Но, чтобы национальное движение имело народную окраску необходима фигура, которую можно назвать «нашим все». Такой фигурой стал Тарас Шевченко, которого считают национальным гением украинского народа, создателем его литературного языка, равной национальному гению Данте, Шекспира и Пушкина.

Помнится в юношеские годы, питая слабость к украинской мове, как к языку моего киевского деда, решил почитать стихотворения Тараса Шевченко. Начал с «Заповита», читал на языке оригинала. Появилось странное ощущение умственной недоразвитости от прочитанного текста. Не мог справиться с этим ощущением. Обратился за разъяснением к родственникам-украинофилам. Те замахали на меня руками и стали тупо вещать, что это стихи великого человека и поэта, надо внимательно в них вникнуть, пропитаться, так сказать, духом этого гениального творения. Я вновь начал вникать. Человек просит, чтоб его похоронили посреди степи, где Днепр понесет с Украины в синее море вражескую кровь, и Бога он не хочет знать, если Он того не сделает. Простите, но так может писать обозленный на весь мир человек. Еще М.П. Драгоманов считал, что Шевченко величина дутая. Сопоставлять озлобленного на весь мир человека с величайшими гуманистами мира – явление нездоровое. Тут клиника, и требуется врач-психиатр. Возможно, у Шевченко был дар художника. Трудно судить. Но в историю он вошел не столько как художник, сколько как поэт и пророк, первый историк Украины, как любил характеризовать его Кулиш. Микешин, сокурсник по академии Шевченко, писавший: «Российскую общую историю Тарас Григорьевич знал очень поверхностно, общих выводов из нее делать не мог; многие ясные и общеизвестные факты или отрицал или не желал принимать во внимание; этим оберегалась его исключительность и непосредственность отношений ко всему малорусскому». Некоторых авторов, о которых писал, совершенно не читал, как например, Шафарика и Ганку. Главный способ приобретении знаний заключался в прислушивании к тому, о чем говорили в гостиных более сведущие люди. Подхватывая на лету обрывки сведений, Шевченко «мотав соби на уса, та перероблював соби своим умом».

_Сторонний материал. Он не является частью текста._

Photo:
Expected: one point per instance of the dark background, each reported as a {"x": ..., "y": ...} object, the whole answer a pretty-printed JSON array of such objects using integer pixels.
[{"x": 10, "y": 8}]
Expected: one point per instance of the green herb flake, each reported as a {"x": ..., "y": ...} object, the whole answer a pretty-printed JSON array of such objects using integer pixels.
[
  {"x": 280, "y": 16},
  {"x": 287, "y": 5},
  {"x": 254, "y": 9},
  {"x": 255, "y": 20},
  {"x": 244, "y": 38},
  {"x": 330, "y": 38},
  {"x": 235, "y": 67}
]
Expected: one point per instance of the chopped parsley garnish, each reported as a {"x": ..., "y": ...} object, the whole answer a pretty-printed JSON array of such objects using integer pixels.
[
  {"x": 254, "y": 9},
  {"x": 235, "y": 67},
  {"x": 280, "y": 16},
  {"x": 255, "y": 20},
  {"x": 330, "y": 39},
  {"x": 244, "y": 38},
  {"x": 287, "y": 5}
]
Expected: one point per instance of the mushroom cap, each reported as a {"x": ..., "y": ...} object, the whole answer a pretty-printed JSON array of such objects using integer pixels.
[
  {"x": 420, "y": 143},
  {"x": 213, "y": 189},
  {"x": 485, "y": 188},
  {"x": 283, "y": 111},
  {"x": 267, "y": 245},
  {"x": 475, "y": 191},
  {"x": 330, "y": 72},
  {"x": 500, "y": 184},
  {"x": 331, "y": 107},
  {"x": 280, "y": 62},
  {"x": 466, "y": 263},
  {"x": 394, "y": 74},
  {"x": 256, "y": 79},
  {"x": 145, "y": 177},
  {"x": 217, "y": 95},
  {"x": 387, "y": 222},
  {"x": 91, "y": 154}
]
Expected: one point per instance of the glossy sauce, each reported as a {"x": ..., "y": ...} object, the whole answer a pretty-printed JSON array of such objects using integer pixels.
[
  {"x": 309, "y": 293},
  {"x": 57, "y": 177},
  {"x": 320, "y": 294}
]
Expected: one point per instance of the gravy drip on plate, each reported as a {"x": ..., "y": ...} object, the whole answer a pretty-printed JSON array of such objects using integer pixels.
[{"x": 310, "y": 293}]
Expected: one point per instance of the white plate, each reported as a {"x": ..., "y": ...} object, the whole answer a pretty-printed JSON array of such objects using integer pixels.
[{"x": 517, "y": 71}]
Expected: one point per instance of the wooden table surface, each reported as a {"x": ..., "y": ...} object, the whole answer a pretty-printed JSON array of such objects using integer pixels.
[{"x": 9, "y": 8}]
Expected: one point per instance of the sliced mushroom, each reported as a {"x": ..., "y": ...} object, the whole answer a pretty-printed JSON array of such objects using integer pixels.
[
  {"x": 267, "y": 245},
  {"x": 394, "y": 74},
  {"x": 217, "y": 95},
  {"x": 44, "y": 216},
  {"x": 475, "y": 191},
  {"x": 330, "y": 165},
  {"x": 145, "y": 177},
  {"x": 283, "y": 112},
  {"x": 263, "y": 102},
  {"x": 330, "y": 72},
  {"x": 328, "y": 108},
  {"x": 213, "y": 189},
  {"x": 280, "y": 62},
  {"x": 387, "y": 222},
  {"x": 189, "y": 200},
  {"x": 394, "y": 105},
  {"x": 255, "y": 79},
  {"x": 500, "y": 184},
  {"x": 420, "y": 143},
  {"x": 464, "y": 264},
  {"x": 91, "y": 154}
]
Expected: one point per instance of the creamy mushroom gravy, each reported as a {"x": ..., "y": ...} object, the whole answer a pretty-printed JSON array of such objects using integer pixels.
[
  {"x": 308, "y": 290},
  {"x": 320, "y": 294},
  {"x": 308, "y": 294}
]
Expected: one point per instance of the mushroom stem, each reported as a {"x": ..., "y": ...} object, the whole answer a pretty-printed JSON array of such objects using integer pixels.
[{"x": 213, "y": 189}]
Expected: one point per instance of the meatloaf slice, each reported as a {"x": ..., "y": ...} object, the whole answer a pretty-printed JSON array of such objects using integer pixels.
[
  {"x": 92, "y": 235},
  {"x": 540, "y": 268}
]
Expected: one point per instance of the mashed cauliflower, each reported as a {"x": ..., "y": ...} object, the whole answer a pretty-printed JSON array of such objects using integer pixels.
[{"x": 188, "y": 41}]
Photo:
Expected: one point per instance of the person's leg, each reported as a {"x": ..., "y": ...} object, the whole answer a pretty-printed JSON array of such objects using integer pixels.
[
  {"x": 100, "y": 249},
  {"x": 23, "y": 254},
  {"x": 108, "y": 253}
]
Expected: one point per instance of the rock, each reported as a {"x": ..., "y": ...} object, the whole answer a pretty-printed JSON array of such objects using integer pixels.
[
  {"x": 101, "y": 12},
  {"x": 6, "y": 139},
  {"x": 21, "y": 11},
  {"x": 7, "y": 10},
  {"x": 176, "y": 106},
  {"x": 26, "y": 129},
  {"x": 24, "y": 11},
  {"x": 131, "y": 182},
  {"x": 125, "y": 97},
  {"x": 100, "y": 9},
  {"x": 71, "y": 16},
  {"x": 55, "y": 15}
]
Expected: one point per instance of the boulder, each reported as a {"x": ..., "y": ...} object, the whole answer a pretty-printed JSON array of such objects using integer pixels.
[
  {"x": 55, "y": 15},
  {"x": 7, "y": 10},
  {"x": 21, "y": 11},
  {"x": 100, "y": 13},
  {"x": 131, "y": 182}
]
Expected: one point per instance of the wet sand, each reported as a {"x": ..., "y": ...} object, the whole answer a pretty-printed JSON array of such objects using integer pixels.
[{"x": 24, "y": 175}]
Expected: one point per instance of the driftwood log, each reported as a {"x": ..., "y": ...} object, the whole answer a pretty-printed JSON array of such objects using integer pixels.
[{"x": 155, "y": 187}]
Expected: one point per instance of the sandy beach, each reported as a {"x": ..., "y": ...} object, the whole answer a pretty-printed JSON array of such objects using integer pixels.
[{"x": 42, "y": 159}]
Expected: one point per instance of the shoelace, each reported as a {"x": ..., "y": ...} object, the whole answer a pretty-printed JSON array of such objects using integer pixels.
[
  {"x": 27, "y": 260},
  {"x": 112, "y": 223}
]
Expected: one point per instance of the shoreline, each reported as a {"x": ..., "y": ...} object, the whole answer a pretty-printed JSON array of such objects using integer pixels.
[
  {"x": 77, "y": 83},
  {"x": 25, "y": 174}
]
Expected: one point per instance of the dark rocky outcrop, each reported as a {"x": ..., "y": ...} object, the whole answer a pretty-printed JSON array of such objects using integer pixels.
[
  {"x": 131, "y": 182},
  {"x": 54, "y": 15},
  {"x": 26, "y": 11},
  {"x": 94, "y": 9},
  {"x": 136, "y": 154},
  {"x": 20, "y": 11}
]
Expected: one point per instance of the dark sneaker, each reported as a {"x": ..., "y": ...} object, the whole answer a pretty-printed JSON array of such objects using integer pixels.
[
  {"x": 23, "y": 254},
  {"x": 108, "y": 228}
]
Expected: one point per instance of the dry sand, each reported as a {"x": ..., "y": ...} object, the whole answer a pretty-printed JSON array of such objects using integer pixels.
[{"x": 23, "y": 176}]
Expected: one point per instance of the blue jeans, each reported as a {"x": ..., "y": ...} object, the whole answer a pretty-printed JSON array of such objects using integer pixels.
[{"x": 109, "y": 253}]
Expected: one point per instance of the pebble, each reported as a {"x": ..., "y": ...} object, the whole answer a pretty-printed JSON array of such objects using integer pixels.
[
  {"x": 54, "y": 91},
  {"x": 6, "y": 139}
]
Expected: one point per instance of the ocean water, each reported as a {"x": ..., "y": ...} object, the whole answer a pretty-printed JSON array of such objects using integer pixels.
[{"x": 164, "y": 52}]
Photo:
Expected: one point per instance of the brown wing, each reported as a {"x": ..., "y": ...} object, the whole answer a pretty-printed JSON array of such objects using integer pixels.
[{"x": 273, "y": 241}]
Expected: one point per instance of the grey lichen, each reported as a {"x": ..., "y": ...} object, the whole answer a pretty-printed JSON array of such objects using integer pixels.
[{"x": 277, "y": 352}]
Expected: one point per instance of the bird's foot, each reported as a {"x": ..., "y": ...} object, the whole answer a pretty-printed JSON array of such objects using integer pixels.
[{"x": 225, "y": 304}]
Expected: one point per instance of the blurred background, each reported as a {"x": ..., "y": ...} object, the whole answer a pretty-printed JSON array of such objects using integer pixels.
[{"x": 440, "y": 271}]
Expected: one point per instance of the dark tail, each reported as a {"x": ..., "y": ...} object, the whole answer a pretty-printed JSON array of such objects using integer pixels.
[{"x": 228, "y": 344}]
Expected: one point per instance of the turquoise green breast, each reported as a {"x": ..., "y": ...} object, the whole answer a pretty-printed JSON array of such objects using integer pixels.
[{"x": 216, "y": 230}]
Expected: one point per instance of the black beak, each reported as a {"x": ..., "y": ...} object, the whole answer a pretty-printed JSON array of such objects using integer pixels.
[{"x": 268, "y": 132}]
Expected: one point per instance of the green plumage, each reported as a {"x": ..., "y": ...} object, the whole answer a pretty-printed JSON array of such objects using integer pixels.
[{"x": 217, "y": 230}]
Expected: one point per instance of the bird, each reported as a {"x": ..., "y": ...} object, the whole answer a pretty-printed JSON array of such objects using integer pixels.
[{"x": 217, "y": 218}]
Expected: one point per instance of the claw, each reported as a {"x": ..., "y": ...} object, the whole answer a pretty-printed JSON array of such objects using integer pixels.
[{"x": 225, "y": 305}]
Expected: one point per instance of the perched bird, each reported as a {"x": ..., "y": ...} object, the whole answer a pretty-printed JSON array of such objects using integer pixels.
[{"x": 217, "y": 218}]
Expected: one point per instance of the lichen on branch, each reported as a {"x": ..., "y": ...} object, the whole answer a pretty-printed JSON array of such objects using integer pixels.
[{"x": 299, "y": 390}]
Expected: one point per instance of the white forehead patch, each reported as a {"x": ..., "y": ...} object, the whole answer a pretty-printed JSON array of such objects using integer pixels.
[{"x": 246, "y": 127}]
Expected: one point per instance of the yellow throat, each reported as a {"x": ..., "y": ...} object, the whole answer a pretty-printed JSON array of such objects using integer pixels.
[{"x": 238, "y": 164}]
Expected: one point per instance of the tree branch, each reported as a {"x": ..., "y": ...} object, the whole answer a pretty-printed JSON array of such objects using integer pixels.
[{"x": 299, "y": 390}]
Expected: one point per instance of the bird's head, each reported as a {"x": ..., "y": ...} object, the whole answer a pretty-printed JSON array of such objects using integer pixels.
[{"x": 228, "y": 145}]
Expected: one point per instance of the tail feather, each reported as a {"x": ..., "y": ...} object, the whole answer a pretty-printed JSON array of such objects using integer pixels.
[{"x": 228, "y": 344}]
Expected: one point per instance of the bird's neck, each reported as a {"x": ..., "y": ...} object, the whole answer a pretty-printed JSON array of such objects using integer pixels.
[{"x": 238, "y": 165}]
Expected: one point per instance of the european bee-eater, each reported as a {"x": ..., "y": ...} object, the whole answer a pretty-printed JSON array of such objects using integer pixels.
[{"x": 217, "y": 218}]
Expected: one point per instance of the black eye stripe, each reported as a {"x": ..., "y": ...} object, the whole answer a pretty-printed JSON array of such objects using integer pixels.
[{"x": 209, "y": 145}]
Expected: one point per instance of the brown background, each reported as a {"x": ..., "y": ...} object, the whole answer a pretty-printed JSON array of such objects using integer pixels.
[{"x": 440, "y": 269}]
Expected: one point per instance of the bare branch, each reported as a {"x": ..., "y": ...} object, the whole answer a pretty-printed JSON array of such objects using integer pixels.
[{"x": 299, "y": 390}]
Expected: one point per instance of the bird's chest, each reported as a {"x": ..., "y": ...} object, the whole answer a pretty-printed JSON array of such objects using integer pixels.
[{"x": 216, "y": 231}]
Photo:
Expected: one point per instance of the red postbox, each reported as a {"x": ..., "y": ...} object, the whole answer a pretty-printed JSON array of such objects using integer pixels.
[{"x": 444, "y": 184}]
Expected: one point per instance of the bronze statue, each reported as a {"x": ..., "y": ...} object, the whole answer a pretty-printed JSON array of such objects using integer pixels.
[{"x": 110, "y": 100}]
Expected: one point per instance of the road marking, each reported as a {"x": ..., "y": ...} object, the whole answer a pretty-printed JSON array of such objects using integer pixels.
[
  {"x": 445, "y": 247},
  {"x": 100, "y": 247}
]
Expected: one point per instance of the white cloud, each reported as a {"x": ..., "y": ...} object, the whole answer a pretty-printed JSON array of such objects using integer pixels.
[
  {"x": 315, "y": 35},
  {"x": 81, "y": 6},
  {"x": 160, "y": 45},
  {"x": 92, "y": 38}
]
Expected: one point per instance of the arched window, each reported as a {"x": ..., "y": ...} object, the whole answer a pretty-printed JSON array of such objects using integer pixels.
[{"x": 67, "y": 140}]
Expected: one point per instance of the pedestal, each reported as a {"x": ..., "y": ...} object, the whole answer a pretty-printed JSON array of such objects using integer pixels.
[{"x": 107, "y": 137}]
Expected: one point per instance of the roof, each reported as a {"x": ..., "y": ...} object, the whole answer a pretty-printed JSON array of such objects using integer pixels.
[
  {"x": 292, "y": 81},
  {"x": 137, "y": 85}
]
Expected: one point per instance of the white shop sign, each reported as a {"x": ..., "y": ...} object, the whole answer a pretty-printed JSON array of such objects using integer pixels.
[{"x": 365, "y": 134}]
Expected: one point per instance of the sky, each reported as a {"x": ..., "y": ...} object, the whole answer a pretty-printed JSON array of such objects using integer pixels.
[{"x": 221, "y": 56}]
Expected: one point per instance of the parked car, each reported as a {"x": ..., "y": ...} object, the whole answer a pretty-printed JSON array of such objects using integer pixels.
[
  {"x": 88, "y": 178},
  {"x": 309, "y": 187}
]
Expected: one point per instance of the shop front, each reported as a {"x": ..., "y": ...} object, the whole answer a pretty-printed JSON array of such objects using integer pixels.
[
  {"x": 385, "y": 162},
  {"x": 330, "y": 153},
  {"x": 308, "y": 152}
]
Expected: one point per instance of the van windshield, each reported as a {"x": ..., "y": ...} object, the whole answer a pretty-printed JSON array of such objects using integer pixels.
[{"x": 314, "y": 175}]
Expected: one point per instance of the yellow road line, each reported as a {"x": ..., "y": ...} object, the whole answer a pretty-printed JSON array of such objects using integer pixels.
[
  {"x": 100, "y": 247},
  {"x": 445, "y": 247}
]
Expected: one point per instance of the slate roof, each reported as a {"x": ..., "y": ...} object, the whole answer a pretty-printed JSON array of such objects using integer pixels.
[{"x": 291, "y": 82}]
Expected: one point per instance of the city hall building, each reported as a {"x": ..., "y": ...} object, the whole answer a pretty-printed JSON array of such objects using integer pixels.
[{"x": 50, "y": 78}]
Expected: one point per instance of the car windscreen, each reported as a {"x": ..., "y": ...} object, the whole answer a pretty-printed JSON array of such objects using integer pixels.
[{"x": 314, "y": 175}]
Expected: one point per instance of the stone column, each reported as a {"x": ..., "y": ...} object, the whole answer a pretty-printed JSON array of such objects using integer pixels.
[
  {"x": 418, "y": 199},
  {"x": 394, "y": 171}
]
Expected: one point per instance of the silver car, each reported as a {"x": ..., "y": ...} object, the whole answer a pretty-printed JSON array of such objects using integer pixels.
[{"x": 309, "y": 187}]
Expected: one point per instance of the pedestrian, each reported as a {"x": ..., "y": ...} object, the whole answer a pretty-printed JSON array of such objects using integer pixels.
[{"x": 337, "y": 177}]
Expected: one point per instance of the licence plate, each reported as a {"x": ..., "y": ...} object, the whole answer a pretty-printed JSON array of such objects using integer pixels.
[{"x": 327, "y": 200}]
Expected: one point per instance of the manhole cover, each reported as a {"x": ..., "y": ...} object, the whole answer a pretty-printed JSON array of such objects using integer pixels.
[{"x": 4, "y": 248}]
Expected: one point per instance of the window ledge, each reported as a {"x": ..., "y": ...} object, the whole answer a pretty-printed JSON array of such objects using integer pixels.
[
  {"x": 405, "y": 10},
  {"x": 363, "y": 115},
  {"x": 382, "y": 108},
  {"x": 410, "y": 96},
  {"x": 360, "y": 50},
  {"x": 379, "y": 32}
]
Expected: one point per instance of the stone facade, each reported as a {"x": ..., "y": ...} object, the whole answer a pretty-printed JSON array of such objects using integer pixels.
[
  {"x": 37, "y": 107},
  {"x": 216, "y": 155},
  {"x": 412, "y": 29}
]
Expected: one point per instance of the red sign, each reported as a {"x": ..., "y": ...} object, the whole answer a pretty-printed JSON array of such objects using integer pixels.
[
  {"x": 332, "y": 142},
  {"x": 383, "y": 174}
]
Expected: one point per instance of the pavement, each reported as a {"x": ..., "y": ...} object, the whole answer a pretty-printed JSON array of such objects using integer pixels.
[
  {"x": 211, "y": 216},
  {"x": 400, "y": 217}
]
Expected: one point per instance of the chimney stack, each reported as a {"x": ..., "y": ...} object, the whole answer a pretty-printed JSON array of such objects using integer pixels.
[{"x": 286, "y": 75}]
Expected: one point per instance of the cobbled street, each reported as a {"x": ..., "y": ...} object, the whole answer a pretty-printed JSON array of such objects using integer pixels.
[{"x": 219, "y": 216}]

Этот поверхностный человек зато обладал небывалым эмоциональным запалом злобы и ненависти к тем, кого он считал угнетателями.

... а щоб збудить
Хиренну волю, треба миром
Громадою обух сталить,
Та добро выгострить сокиру
Та й заходиться вже будить.

Ненависть же к царю, который фактически выкупил его из крепостного рабства, просто патологическая.

Царив, кровавих шинкарив
У пута кутии окуй,
В склипу глибоком замуруй!

Честно признаться разбирать литературные достоинства произведений этого поэта, стилизатора под народный фольклор и не надо было бы, но у Шевченко было то, что было необходимо революционеру: жуткий темперамент и ненависть к России. В этом он подлинно гениален. Этот бывший крепостной практически нигде не выступает против своих местных панов, потомков запорожских казаков. Разве, что одна элегия:

И доси нудно, як згадаю
Готический с часами дом;
Село обидране кругом,
И шапочку мужик знимае,
Як флаг побачить. Значит пан
У себе з причетом гуляе.
Оцей годованый кабан,
Оце лядащо-щирый пан
Потомок гетмана дурного.

А вот против русских – прямо огнедышащая ненависть.

Кохайтеся чернобривы,
Та не з москалями,
Бо москали чужи люди
Роблять лихо з вами.

После таких стихов как-то не верится утверждениям Костомарова и Кулиша, писавших будто шевченковские «понятия и чувства не были никогда, даже в самые тяжелые минуты жизни, осквернены ни узкою грубою неприязнью к великоросской народности, ни донкихотскими мечтаниями о местной политической независимости, ни малейшей тени чего-нибудь подобного не проявилось в его поэтических произведениях». Очевидно, что деятели украинизма явно лукавили.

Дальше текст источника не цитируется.